Tuesday 29 April 2014

A fourth, fifth, sixth look at Norse trousers

A long while back, my first year at the Maritime Museum of the Atlantic, I began looking at Norse trousers.  We were bringing in an exhibit from Parks Canada on the Norse at L'Anse aux Meadows and they were going to provide costumes for our interpreters to wear.

Well let's just say I stuck my nose in a little where the costumes were concerned and changed some things up a little both at the Provincial and Federal levels.  The costumes they were going to send down looked to me to be early 1970s SCA Viking clothes, and I knew there had been more research done in that area.  I went to my boss and asked if I could make two outfits for the museum for the exhibit.  I would buy the fabrics, make them on site and the museum could wear them for the summer, after which I would get them back...first steps in becoming their head of wardrobe, at the time I was working front cash and interpreting the Robertson's store.

So I looked at the Hedeby  trousers recreated by the Viking museum in Haithabu.  I made a little paper pattern of the pants to figure out how they went together, and then I made a pair in a silk wool blend.  And I quickly realized they were a huge suck up of fabric and thought, self, if you were weaving this cloth, you wouldn't be wasting so much of it!  I am a huge fan of zero waste clothing methods, so this really grated on my last nerve.  So I wrote a paper about it and brought the trousers and paper to Great Northeastern War that summer.  I have no idea where that paper is now...somewhere out on the internet...

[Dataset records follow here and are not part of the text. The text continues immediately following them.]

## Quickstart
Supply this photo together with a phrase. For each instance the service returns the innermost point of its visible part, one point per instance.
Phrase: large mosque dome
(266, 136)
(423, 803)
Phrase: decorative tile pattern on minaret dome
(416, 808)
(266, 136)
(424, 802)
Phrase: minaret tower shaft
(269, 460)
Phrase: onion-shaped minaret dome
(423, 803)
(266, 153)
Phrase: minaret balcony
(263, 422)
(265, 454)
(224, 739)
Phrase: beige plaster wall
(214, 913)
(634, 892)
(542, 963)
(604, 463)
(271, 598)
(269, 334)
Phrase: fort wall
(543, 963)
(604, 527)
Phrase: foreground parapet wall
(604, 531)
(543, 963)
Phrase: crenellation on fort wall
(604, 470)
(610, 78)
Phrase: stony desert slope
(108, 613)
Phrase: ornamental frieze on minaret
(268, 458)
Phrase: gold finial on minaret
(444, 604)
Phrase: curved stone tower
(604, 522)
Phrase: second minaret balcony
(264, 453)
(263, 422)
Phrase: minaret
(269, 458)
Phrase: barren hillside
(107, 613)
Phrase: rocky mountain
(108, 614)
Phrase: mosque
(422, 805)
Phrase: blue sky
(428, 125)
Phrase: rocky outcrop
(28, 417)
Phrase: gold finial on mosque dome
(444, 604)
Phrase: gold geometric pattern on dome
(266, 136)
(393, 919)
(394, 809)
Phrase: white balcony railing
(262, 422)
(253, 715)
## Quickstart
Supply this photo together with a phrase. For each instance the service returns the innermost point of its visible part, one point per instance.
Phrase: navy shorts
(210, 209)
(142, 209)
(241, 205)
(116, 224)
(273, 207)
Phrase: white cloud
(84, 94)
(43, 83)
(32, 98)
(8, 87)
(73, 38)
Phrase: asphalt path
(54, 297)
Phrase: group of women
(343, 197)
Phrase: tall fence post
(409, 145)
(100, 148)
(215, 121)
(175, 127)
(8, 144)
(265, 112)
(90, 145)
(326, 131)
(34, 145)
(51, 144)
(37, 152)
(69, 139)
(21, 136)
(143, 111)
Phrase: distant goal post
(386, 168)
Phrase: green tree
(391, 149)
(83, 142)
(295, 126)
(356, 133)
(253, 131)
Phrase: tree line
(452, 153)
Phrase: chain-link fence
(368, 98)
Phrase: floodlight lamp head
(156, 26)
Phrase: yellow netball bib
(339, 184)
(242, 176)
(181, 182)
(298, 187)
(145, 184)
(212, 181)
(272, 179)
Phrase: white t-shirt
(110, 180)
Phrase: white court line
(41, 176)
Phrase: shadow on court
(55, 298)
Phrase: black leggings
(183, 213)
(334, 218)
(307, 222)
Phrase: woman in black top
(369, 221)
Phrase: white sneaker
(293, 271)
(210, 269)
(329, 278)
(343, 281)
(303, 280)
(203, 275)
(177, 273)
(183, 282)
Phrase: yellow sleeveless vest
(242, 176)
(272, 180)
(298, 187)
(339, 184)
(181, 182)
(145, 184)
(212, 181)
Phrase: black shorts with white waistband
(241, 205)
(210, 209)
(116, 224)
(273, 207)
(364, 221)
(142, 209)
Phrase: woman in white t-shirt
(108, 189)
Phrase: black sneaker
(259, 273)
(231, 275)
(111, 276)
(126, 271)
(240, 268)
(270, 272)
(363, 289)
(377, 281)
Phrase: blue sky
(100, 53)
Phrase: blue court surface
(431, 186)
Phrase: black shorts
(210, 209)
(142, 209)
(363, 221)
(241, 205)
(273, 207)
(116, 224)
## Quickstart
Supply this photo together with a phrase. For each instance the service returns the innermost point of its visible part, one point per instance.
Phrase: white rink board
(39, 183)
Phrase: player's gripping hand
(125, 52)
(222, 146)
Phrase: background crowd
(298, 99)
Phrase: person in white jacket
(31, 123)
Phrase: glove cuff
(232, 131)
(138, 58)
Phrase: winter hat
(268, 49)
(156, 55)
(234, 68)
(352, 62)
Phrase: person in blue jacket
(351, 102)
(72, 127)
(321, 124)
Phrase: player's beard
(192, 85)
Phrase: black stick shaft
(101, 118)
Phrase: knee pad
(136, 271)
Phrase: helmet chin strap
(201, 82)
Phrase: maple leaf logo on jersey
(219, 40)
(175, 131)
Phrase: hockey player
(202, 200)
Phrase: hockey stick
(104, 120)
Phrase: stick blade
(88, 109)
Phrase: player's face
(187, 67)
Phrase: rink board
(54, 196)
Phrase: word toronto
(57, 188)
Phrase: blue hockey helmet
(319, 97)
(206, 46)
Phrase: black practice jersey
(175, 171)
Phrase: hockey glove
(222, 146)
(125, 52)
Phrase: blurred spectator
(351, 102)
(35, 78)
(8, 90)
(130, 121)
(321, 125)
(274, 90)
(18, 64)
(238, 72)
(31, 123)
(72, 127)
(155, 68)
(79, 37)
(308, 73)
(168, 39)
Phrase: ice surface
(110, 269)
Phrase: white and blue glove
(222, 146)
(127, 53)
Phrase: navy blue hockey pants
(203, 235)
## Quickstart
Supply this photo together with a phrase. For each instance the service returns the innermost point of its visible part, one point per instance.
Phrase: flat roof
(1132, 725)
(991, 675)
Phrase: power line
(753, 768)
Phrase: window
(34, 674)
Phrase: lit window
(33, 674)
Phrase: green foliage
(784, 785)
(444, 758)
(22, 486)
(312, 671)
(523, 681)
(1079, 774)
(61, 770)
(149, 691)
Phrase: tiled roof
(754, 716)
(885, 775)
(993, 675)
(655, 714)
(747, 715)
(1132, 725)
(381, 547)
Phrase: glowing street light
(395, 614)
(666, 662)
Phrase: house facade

As our SCA family grew, with boys looking for comfy clothes to wear that they could make themselves, I thought more about these trousers.  Then Parks Canada contacted me about redesigning their interpretation clothing collection.  So I spent some time that winter making pants, researching the Norse and ended up sending them a four inch binder of stuff along with paper patterns for new clothes...and  recommendation to buy the book Woven Into the Earth.  My theory is that instead of short pants like those worn at the museum in Haithabu, the puffy Norse pants were adaptations of earlier thorsberg trousers, morphed with the style of pants still worn by nomadic tribes in the Middle East today.  Once my guys tried the short pants, they quickly realized that wicklebander, or the leg wraps will not stay on the leg with short pants.  So Parks got the longer version, that came to the ankle.  Further still, the long pants rode up, under the leg wraps, making the ankle cold and exposed.

hummmmm.....

So Rave comes into our lives through the SCA, and he too wants the cool clothes of the Norse, but wants to do his own research, not wanting to just take my bible and go off with just what I was telling him...good researcher that he is...
He kept coming to me, each week at our weekly fight practice and arts gathering, telling me that he'd found me once again on the internet and that my research was pretty cool.  He did take the bible of Norse things, and he did make some really cool clothes from the research, but he wanted to try out something.  Feet.

Rave was looking at the Thorsberg trousers and noticed they had feet in them, we both agreed that feet would make the trousers stay down around the ankles better, and also keep the leg wraps on better.  Whoot! Success! They did.
So Pierre is still wearing that first pair of Viking Museum trousers, only because I haven't had the energy to rip them apart and remake them, but I am so happy that my younger Norse guys are all experimenting with my first thoughts and are helping me to experiment with new ideas on how they were made and worn...now if only I could figure out a better way of cutting the damned things to make better use of cloth, then I would be a happy costumer.

Thanks to Garth for finding this article http://urd.priv.no/viking/bukser.html it's a great look at a broad range of the trouser styles.  I'm probably going to be doing some experimentation in the near future!

Definitions:
Norse: the people
Viking: a verb to describe the process of travelling the globe on trade and other missions
Haithbu:  the place in modern Germany where the museum is located
Hedeby: the period word for the above place.
Thorsberg:  a place where a fully fashioned pair of closer fitting trousers, with feet were found, these trousers date from roughly 600ad, about 400 years before the L'Anse aux Meadows site, but fashion changed pretty slowly then.